ヨーロッパの珍品陳列室から見た市岡家の標本コレクション

W. Michel: The Ichioka Collection seen from European Curiosity Cabinets



ヴォルフガング・ミヒェル

 教会と寺社の「宗教的コレクション」

 進化の遺産として収集や蓄えは人間の持つ本能の一つといえるであろう。そのため生活必需品にとどまらず、興味を抱いた品々を収集する人間は絶えず存在し続ける。しかし近世のコレクションは制御しがたい欲望の産物というより、それをはるかに超えるような、人間による社会や外界とのかかわりあいの一定の形態を示す歴史的現象である。

 すでに紀元前4世紀に古代ギリシャのアリストテレスは,地方に旅行する弟子たちに自然のものを持ち帰るよう命じたと伝えられているが、近世ヨーロッパの珍品陳列室の前身を追求すると中世の教会の聖遺物コレクションにたどりつく。聖人の遺骨、イエスの十字架の木片、イエスの遺体がくるまれていた布、モーゼの杖や儀式用の古い法具など教会の歴史上の数々の品。それらは公のコレクション、つまり特定の機会に公開されていたものであり、また単に教義の素晴らしさと信憑性を裏付ける物的証拠のみならず、その一部は人を癒す力も持っていた。そのような「宗教的コレクション」は、日本の寺や神社の宝物殿にも見られる。神宝、什宝、刀剣、鏡、仏像、法具などの品は西洋の場合と同様に見る人の眼を古代にいざない、霊的及び宗教的、ときには神秘的な側面を持っている。熱田神宮をはじめいくつかの寺や神社の宝物に関する記述は、ケンペルのような17世紀に来日したヨーロッパ人により西洋に伝わった。


 コレクションの世俗化と博物館の誕生

 ルネサンスとともにまた大航海時代にヨーロッパに流れ込んだ大量のものや情報とともに、西洋の個人コレクションの歴史が始まる。このようなコレクションは世俗化されてはいるが、一部の品々には18世紀まで「宗教的コレクション」から発せられる超自然的なもの、神秘的なものが感じられた。
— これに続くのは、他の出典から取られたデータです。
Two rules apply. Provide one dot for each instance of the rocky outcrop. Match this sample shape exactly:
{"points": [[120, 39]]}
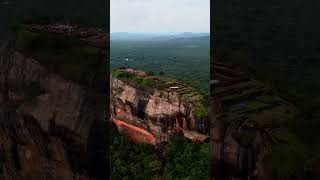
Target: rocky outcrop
{"points": [[46, 121], [247, 120], [161, 112]]}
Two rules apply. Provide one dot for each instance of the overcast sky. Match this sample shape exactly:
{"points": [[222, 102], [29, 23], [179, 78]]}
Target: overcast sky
{"points": [[160, 16]]}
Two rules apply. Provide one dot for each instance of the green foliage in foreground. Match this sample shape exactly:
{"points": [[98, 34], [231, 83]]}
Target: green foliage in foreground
{"points": [[182, 160], [66, 56]]}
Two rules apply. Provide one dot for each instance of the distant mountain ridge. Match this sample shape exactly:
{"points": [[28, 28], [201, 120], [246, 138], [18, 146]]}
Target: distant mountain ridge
{"points": [[154, 36]]}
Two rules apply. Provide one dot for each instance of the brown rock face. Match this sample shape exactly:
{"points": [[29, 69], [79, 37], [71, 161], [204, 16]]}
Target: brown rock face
{"points": [[162, 113], [45, 122]]}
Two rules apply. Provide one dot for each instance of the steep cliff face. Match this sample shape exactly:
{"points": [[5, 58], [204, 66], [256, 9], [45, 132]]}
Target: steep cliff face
{"points": [[247, 121], [45, 121], [160, 112]]}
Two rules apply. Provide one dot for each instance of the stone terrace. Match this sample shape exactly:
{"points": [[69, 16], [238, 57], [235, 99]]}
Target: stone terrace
{"points": [[242, 96], [185, 90]]}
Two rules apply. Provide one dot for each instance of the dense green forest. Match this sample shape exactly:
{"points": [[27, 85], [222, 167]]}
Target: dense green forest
{"points": [[183, 58], [277, 42], [182, 159]]}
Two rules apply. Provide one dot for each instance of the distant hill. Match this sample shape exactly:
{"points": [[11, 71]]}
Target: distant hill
{"points": [[125, 36]]}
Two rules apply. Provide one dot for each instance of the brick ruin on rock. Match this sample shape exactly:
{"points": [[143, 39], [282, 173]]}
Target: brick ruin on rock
{"points": [[163, 109]]}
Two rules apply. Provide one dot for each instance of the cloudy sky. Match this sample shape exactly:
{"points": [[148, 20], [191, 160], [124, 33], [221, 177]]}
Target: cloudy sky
{"points": [[160, 15]]}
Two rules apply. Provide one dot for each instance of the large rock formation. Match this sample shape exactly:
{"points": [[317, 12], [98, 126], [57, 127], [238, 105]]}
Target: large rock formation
{"points": [[152, 109], [46, 122], [247, 120]]}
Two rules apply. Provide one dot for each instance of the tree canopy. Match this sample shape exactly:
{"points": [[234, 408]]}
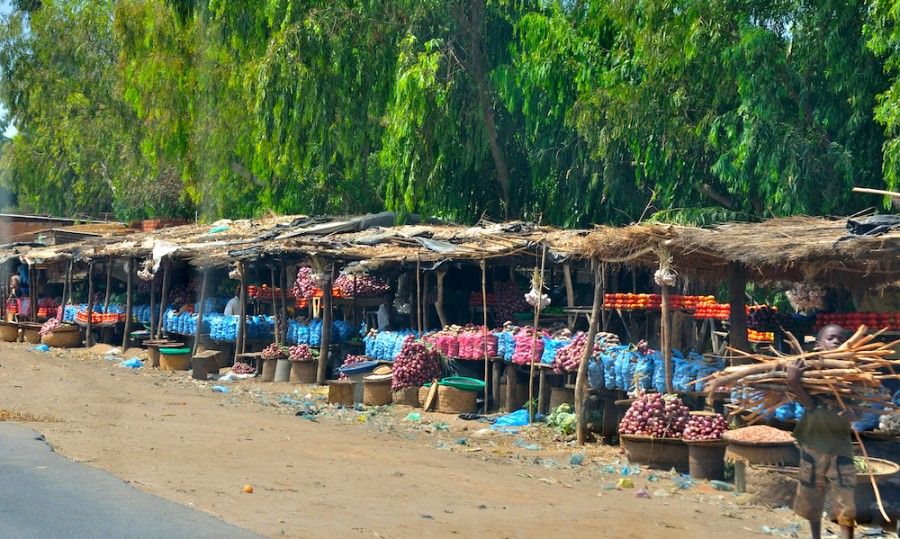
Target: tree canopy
{"points": [[570, 112]]}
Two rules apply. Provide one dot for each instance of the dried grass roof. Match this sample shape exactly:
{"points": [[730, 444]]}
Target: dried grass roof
{"points": [[788, 249]]}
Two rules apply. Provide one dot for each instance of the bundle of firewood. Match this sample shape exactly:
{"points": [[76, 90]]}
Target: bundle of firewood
{"points": [[848, 377]]}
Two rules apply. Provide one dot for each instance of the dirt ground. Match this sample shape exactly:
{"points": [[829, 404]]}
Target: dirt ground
{"points": [[343, 472]]}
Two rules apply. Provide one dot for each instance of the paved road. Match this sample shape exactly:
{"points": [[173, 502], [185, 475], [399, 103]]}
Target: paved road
{"points": [[43, 494]]}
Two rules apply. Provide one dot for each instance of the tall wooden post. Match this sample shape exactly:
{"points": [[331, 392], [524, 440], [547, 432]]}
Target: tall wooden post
{"points": [[484, 334], [439, 301], [198, 335], [537, 319], [737, 327], [89, 337], [325, 341], [242, 312], [153, 307], [276, 332], [108, 285], [283, 297], [163, 298], [581, 378], [665, 323], [129, 292]]}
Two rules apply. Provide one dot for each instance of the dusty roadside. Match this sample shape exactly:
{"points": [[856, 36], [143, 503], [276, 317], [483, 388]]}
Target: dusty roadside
{"points": [[346, 474]]}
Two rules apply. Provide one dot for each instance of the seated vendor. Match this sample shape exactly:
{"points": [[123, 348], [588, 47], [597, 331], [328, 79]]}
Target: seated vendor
{"points": [[233, 307]]}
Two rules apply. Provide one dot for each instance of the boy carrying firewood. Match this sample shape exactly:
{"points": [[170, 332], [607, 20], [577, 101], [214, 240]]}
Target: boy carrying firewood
{"points": [[826, 454]]}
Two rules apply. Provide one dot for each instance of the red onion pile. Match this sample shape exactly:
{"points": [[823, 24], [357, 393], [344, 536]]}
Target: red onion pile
{"points": [[415, 365], [705, 427], [656, 415], [305, 285], [49, 326], [242, 368], [366, 286], [274, 351], [350, 360], [508, 300], [301, 352]]}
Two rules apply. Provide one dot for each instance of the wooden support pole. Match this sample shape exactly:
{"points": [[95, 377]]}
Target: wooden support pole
{"points": [[163, 298], [32, 292], [198, 335], [439, 302], [537, 319], [487, 362], [276, 333], [663, 276], [322, 372], [419, 293], [108, 285], [581, 378], [89, 338], [241, 312], [242, 322], [737, 326], [570, 294], [283, 296], [129, 302]]}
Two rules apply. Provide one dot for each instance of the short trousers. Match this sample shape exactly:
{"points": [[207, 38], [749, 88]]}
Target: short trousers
{"points": [[824, 474]]}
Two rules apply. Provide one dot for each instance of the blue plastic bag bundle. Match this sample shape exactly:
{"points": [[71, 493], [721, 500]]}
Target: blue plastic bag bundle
{"points": [[608, 359], [785, 412], [551, 346], [707, 368], [644, 369], [595, 373]]}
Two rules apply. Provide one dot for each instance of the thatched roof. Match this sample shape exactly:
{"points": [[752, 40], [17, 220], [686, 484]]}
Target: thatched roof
{"points": [[788, 249]]}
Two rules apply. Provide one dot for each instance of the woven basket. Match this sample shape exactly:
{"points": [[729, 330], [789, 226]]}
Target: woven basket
{"points": [[455, 401], [303, 372], [706, 459], [408, 396], [561, 395], [9, 332], [341, 392], [63, 339], [31, 333], [377, 392], [785, 454], [661, 453]]}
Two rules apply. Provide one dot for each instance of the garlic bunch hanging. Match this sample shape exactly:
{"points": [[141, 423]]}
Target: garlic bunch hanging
{"points": [[534, 297], [806, 297]]}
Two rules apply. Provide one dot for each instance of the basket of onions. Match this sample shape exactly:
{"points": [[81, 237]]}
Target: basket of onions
{"points": [[303, 364], [706, 448], [651, 431]]}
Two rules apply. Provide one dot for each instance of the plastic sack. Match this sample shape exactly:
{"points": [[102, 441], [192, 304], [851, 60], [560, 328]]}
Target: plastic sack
{"points": [[511, 422]]}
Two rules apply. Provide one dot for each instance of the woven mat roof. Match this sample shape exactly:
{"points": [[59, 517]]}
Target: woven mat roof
{"points": [[788, 249]]}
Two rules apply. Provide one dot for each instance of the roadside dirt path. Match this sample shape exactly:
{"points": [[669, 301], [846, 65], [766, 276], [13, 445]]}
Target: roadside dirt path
{"points": [[185, 443]]}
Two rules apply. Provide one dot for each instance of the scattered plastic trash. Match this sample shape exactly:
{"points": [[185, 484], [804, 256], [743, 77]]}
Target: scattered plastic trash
{"points": [[684, 482], [721, 485], [624, 483], [511, 422], [525, 445]]}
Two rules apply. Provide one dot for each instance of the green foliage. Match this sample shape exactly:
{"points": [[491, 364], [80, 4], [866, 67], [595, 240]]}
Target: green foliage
{"points": [[567, 112]]}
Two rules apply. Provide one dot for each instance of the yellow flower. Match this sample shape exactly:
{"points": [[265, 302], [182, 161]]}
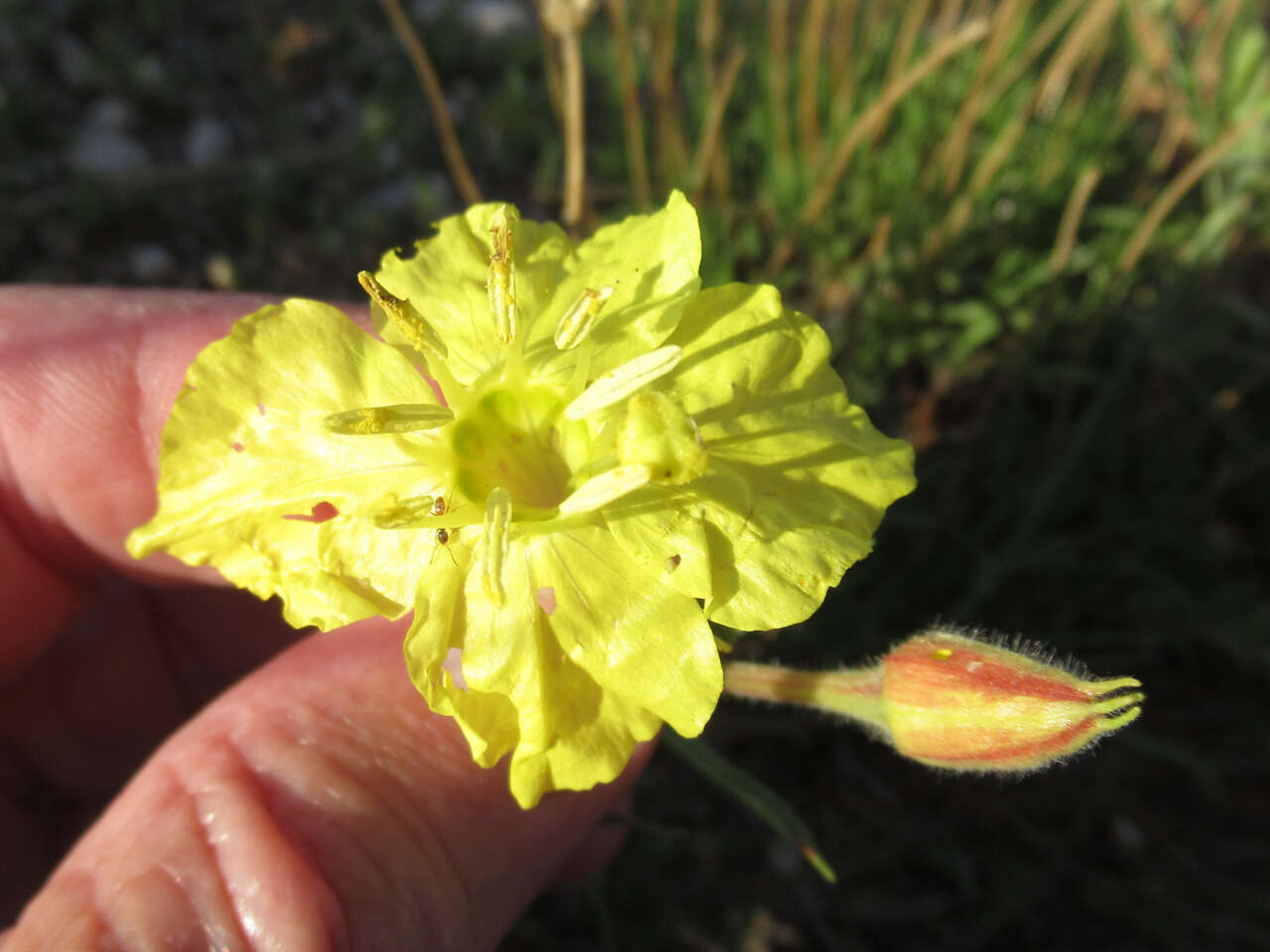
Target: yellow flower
{"points": [[595, 461], [959, 703]]}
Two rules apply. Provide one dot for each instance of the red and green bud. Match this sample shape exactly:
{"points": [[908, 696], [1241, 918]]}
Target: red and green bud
{"points": [[957, 702]]}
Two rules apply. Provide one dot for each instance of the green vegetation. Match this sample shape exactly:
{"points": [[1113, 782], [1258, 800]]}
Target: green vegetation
{"points": [[1044, 263]]}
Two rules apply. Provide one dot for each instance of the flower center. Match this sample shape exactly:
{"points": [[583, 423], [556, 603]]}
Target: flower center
{"points": [[512, 439]]}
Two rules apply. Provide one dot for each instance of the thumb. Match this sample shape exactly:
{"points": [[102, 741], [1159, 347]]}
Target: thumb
{"points": [[318, 805]]}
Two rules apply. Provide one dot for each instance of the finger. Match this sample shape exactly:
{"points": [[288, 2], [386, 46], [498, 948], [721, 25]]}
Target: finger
{"points": [[86, 380], [317, 805]]}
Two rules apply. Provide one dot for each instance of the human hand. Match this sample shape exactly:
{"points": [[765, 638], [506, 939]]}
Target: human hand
{"points": [[299, 793]]}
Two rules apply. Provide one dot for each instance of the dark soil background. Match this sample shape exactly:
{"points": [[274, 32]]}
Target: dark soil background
{"points": [[1101, 489]]}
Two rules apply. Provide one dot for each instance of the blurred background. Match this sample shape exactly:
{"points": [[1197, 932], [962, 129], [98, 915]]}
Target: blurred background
{"points": [[1037, 235]]}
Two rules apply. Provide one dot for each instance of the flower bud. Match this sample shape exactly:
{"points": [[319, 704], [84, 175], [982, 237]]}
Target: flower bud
{"points": [[965, 705], [956, 702]]}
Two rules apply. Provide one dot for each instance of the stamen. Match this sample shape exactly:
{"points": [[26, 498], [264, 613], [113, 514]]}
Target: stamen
{"points": [[603, 489], [498, 518], [407, 318], [502, 276], [622, 381], [580, 317], [404, 513], [398, 417]]}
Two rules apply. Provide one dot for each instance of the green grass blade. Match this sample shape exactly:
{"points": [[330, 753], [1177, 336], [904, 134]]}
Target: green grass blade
{"points": [[753, 794]]}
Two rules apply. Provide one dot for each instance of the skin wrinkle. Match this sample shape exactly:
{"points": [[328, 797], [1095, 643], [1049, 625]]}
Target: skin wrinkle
{"points": [[284, 798], [252, 775], [86, 363]]}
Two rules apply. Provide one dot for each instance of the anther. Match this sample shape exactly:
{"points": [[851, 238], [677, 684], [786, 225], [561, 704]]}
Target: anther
{"points": [[404, 513], [580, 317], [398, 417], [500, 284], [404, 315], [622, 381], [497, 538]]}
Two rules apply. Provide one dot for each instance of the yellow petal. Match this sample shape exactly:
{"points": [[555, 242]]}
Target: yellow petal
{"points": [[775, 417], [571, 690], [253, 481]]}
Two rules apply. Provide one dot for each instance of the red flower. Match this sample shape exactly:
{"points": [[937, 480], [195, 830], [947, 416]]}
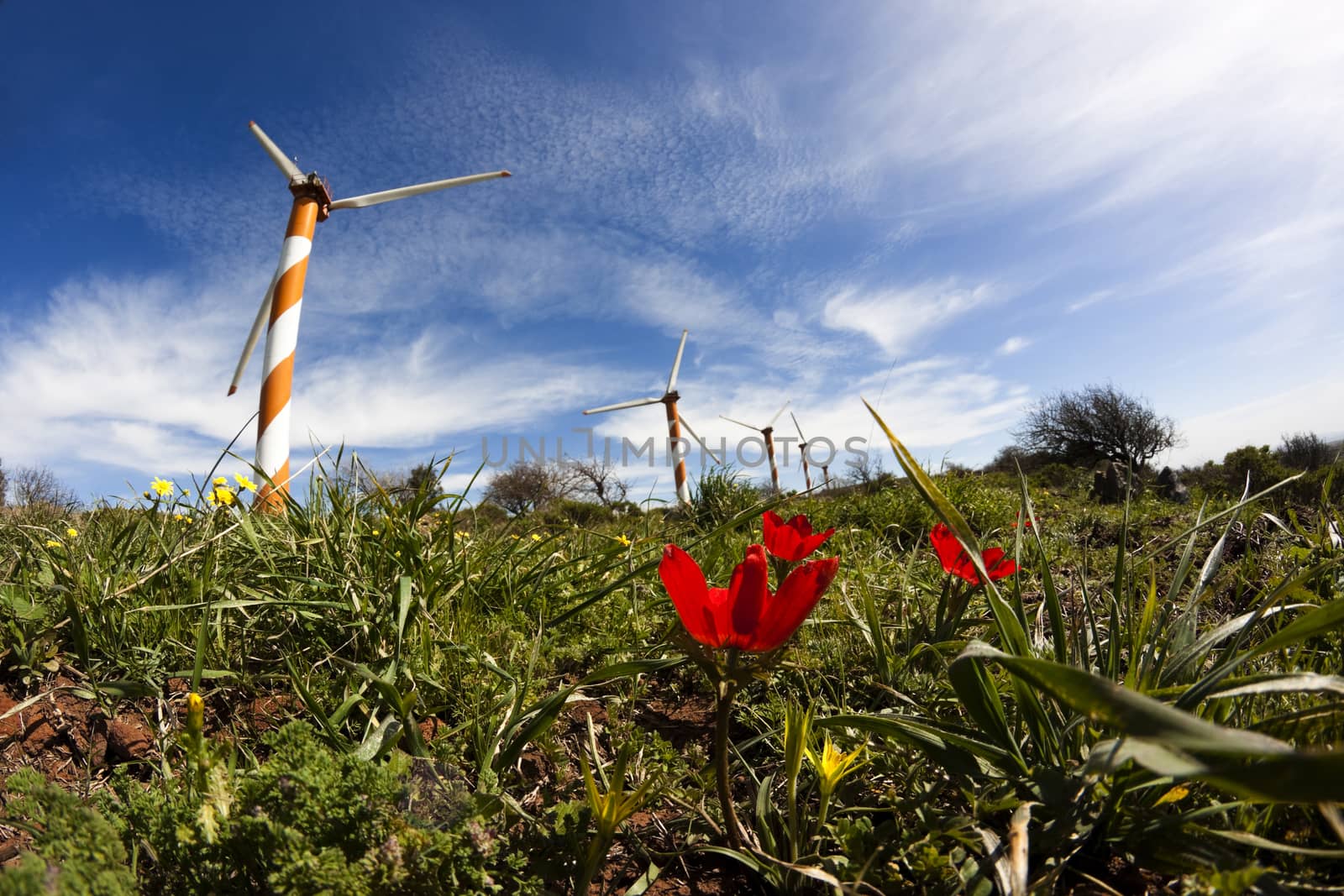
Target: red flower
{"points": [[790, 540], [958, 562], [746, 614]]}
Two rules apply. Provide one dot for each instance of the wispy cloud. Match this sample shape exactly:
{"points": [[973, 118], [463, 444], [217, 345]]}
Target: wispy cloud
{"points": [[132, 372], [900, 318]]}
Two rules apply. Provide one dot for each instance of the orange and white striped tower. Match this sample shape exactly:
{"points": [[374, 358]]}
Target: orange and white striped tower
{"points": [[683, 488], [284, 301], [768, 436], [675, 422], [769, 452], [803, 450], [281, 342]]}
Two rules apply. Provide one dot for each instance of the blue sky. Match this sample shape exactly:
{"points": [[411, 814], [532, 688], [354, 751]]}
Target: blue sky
{"points": [[948, 208]]}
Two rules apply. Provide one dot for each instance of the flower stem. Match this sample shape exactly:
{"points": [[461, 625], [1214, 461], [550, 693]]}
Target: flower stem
{"points": [[722, 719]]}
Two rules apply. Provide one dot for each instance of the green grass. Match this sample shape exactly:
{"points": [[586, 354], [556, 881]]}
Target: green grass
{"points": [[1158, 692]]}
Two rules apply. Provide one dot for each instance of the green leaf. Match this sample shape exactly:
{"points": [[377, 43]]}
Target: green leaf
{"points": [[1129, 712]]}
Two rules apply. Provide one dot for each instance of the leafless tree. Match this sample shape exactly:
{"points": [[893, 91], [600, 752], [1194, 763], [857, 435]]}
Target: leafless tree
{"points": [[864, 469], [34, 485], [1097, 422], [528, 485], [598, 477], [1304, 452]]}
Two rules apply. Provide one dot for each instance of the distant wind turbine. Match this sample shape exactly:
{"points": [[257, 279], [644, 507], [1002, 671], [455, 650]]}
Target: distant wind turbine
{"points": [[675, 422], [280, 308], [803, 450], [768, 432]]}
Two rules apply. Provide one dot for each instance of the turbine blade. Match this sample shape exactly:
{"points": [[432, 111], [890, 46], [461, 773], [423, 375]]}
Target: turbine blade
{"points": [[702, 443], [676, 364], [402, 192], [281, 160], [262, 316], [757, 429], [638, 402]]}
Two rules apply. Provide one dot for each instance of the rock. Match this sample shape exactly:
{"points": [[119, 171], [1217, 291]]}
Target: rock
{"points": [[1171, 488]]}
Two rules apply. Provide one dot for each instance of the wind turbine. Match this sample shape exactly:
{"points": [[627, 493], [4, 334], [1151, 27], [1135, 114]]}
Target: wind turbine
{"points": [[803, 452], [284, 297], [675, 422], [768, 432]]}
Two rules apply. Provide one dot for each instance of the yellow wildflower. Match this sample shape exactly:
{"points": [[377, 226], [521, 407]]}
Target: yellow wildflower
{"points": [[833, 765], [195, 714], [1173, 795]]}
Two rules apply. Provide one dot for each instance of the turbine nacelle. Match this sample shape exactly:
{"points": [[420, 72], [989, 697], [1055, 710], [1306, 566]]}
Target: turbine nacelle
{"points": [[313, 186]]}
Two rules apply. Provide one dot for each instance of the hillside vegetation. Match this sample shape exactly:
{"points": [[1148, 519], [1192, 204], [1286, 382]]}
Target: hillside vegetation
{"points": [[403, 694]]}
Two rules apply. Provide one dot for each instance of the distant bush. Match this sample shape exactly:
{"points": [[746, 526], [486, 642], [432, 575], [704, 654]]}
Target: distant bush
{"points": [[1304, 452], [570, 512], [1260, 463], [1011, 457], [313, 821]]}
大半のコレクターは一般的で代表的なものよりもむしろ無比なもの、ときにグロテスクなものを求めた。そのような品が保管されていた場所を「驚異の部屋」(Wunderkammer)あるいは珍品陳列室、珍品陳列箪笥(cabinet of curiosities)などと呼んだのは偶然ではない。その内容は(古)美術品、各種の細工、コイン、新しく発見された民俗的道具等のような人の手で作られた品々とともに、動植物、岩石鉱物標本のような自然物に至るまでの広がりを見せ、中には目録が刊行されるほど大規模なものもあった(図1 『自然の驚異劇場』収集家レフィン・ヴィンセントの著書の扉絵から(1706年)、個人蔵)。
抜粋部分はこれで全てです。